SANDPOINT — Bike and Build riders came to the aid of Bonner Homeless Transitions’ Blue Haven home for the second year in a row.
“It is awesome to have them come back,” said Tamie Martinsen, program manager for Blue Haven. “It’s fun to meet the different personalities and hear their stories. These guys are go-getters.”
The 36 riders from 18 different states started their journey with a rear-wheel dip in the Atlantic Ocean in Portsmouth, N.H., on June 17. The group is nearing the end of their journey, which will come to a close on Sept. 1 with a front-wheel dip in the Pacific Ocean in Bellingham, Wash.
Bike and Build is a nonprofit that sponsors cross-country bike trips to benefit affordable housing, so each build requires projects taken on across the country to involve affordable housing in one way or another. Many of the builds are Habitat for Humanity or other nationwide organizations, but sometimes they find projects like the Blue Haven home.

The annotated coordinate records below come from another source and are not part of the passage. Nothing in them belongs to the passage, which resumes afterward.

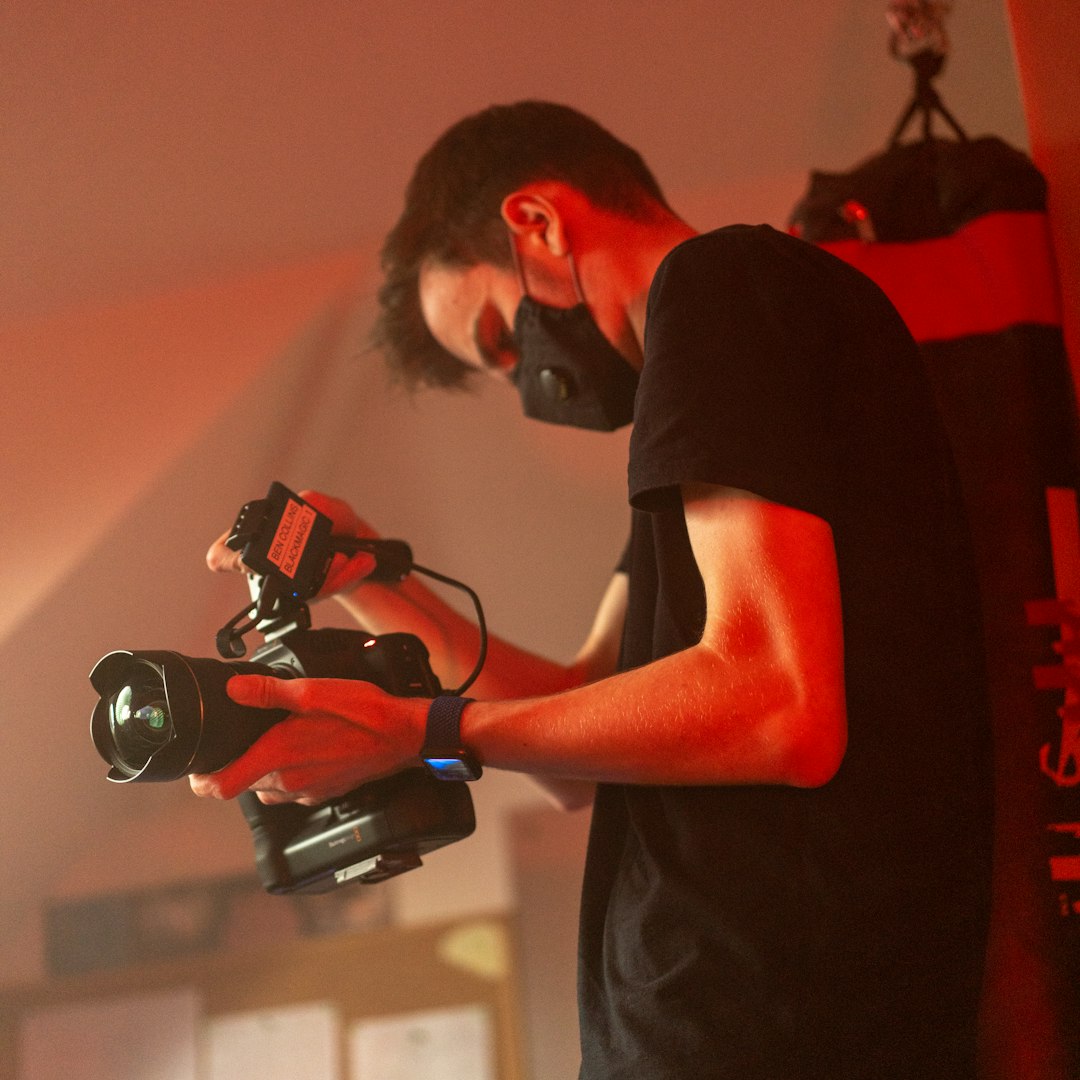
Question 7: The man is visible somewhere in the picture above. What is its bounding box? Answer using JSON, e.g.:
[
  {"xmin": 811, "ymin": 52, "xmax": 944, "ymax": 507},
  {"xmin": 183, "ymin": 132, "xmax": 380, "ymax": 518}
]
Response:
[{"xmin": 192, "ymin": 103, "xmax": 990, "ymax": 1080}]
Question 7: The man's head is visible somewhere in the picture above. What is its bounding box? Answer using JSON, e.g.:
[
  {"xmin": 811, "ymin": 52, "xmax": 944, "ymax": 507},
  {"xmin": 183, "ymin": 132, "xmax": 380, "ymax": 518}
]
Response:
[{"xmin": 374, "ymin": 102, "xmax": 671, "ymax": 387}]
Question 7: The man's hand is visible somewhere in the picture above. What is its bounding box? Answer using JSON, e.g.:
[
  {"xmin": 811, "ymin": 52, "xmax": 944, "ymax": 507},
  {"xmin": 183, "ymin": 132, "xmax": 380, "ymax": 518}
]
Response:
[
  {"xmin": 188, "ymin": 675, "xmax": 430, "ymax": 806},
  {"xmin": 206, "ymin": 491, "xmax": 378, "ymax": 597}
]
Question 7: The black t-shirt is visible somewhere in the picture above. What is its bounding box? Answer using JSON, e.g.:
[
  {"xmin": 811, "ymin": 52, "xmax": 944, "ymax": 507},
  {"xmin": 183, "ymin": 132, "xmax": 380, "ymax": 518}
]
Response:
[{"xmin": 580, "ymin": 226, "xmax": 991, "ymax": 1080}]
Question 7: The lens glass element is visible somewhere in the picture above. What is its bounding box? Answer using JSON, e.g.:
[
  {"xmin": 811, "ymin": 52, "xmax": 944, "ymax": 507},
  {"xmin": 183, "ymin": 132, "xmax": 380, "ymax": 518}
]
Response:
[{"xmin": 109, "ymin": 662, "xmax": 173, "ymax": 769}]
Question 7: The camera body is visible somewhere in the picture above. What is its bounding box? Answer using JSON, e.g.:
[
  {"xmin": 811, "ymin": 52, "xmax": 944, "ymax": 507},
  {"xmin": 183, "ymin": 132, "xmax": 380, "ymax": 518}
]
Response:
[{"xmin": 90, "ymin": 484, "xmax": 476, "ymax": 893}]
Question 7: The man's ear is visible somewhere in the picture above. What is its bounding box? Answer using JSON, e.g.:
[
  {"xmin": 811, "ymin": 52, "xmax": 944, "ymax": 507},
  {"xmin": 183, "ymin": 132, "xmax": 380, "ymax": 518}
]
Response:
[{"xmin": 500, "ymin": 188, "xmax": 570, "ymax": 256}]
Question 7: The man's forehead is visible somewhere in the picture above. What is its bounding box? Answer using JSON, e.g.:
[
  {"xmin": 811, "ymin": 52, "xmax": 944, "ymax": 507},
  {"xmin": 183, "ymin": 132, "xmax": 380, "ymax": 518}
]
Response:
[{"xmin": 419, "ymin": 261, "xmax": 514, "ymax": 366}]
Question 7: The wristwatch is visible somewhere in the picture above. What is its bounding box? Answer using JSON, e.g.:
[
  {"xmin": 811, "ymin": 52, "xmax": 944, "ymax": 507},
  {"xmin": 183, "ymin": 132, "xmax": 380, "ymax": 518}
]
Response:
[{"xmin": 420, "ymin": 694, "xmax": 484, "ymax": 780}]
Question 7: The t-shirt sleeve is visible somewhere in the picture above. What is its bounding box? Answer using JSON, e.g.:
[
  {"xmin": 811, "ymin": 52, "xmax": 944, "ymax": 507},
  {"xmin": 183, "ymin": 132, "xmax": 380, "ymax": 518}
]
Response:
[{"xmin": 629, "ymin": 228, "xmax": 837, "ymax": 518}]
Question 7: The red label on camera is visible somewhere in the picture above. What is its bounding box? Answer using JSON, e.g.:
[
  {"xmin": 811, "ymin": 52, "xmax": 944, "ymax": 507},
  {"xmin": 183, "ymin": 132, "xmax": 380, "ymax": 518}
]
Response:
[{"xmin": 267, "ymin": 499, "xmax": 316, "ymax": 578}]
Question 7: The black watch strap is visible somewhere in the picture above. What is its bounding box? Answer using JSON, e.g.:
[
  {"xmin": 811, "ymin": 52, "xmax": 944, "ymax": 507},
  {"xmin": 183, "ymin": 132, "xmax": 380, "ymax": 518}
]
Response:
[{"xmin": 420, "ymin": 694, "xmax": 484, "ymax": 780}]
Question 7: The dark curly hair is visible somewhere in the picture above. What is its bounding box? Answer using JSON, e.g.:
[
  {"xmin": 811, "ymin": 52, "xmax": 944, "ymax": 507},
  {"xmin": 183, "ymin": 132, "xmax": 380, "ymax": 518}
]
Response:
[{"xmin": 372, "ymin": 102, "xmax": 670, "ymax": 389}]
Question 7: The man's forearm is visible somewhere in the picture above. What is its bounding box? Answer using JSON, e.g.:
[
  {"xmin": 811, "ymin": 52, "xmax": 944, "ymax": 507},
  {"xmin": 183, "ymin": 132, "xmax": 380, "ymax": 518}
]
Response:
[{"xmin": 462, "ymin": 646, "xmax": 846, "ymax": 786}]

“We really like to try and find some more local, independent organizations that have more unique or, perhaps, different approaches to affordable housing,” said Casey Eisenreich, a Bike and Build member from Milwaukee. “So as opposed to building a new home with Habitat, (Blue Haven) is sort of using existing housing and doing temporary housing until finding a permanent house for families. It’s nice to get a holistic picture of the affordable housing situation and how different places are trying to address that.”
The group arrived in Sandpoint Tuesday and will continue their ride to the West Coast on Friday, averaging 75 miles per day.
Dave Pietz with First Presbyterian Church said the group is staying at the church, which is also supplying some of the meals for the team.
“We are very appreciative of the opportunity to help with the affordable housing issues in Bonner County,” Pietz said.
Each member of the Bike and Build team raised $4,800 for affordable housing organizations and to help with funding the trip. As a team, this year, Eisenreich said they raised about $183,000. Since its inception in 2002, the Bike and Build organization has raised $6.2 million for affordable housing. The team members recently finished their grant application process and decided how to allocate the funds they raised, which was a “pretty neat experience,” Eisenreich said.
Staying at places like First Presbyterian, she said, is helpful because the less they have to spend on the trip, the more money will be available to go to their cause. Another way they save money, she said, is by gathering donations along the way, whether it is monetary or food — day old bagels from Panera, restaurant leftovers, etc.
“The most rewarding part of it is just meeting people, whether it’s the community members or the churches that host us,” Eisenreich said. “And then when we stop and do build days, seeing the need and hearing first hand what people are doing to help those in their community — it’s pretty inspirational.”
Last year, a group of more than 30 riders were the first to help out at Blue Haven with painting porches and parking lot lines, remodeling a two-bedroom apartment and fixing up the playground equipment. This year’s group consisted entirely of a new team of participants, who helped with cutting and pulling weeds, more painting, minor repairs and more.
One task this year including cleaning up the property next door to Blue Haven, which was purchased in June by Bonner Homeless Transitions. A large shop on the newly purchased property will be used for storage, but the original home on the land was destroyed by a fire, Mary Jo Ambrosiani, president of Bonner Homeless Transitions’ board of directors.
“Our intention is to build another building — it will probably be a four-unit complex — to continue to assist the families that we take care of,” Ambrosiani said.
The purchase of the property comes in the wake of the organization’s Trestle Creek home closing due to loss of funding. Since 1994, Bonner Homeless Transitions has received annual funding through HUD Supportive Housing Grants. HUD announced this year it is changing its focus and will no longer provide funding in Idaho. Between the two Bonner Homeless Transitions facilities, HUD supplied more than $200,000 a year.
Although they lost funding, Ambrosiani said the members of Bonner Homeless Transitions decided the purchase of the property would be an asset to the organization.
All in all, the Bike and Build group is enjoying their trip, and many of the team members had never been to Idaho before, Eisenreich said.
“We’ve been pleasantly surprised,” she said. “Ever since we hit Glacier National Park, the rides have been just breathtaking every day.”